L’ami m’a fait réponse: il m’envoie une lettre de mon frère, qui répand un nouveau jour sur ses dispositions. Il a vu nos bonnes gens de S**, et il les a ensorcelés: mais comme il peut arriver un revers, je vais suivre le conseil qu’il m’a donné précédemment, de me faire encataloguer au magasin Saint-Nicaise: on dit que cela ôte tout pouvoir aux parents sur leurs filles… Eh bien? ne m’y voilà-t-il pas?… Oh! il a bien fait de se rétracter! les théâtres sont utiles… Car enfin, c’est une très belle invention, que ce catalogue-là! je voudrais en connaître l’inventeur, et s’il n’est pas trop vieux, j’irais lui offrir… ce que tant d’autres me demandent avec mille instances, et paient si cher! je ferai faire les démarches de mon enrôlement à Edmond, après mon coup de filet, comme le nomme l’ami.

P.-S. – J’écris à ce dernier, et je lui envoie la lettre que j’ai escamotée.

J’ai montré la dernière lettre de l’ami à Mlle*** de l’Opéra: elle en est enchantée!

Lettre 119. La même, à la même.

[L’infortunée URSULE raconte un mauvais tour qu’elle paiera cher!].

(Ceci est la suite de la CXXXVI, lettre du PAYSAN, dont elle parle en finissant le post-script. de la précédente.).

Le soir.

Voici une autre lettre, que je joins à celle qui est déjà cachetée.

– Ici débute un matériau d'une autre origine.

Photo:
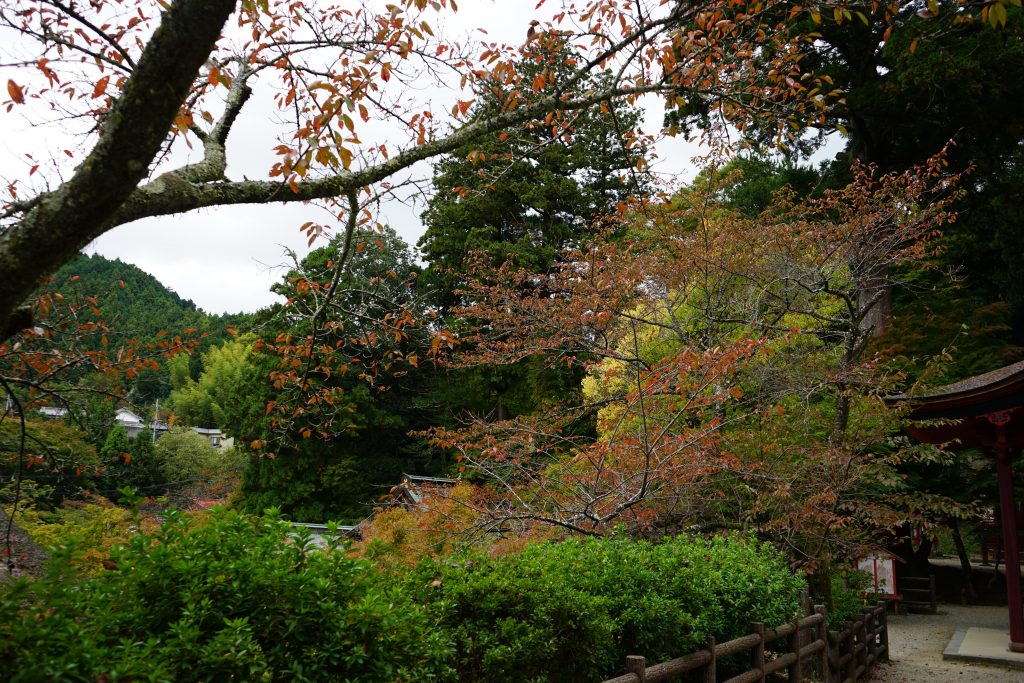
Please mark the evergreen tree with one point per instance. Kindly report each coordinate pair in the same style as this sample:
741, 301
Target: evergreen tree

Je viens de faire maison nette: j’ai banni d’un seul coup, et le marquis lui-même, qui s’est trouvé trop instruit, et qui l’a pris sur le ton du persiflage; et Négret, qui me criait du bas de l’escalier: «Quand voulez-vous donc m’accorder quelque chose?» et mon ancien page qui voulait paraître mon favori; et le financier que ses dons maussades rendaient exigeant; enfin l’italien, qui prétendait que je lui avais promis la dernière fois de le recevoir au détroit de l’île Bank (consulte la carte des terres australes, tu l’y trouveras). Mais celui-ci mérite quelques détails, et son aventure serait à mourir de rire, sans le dénouement, qui est du plus tragique.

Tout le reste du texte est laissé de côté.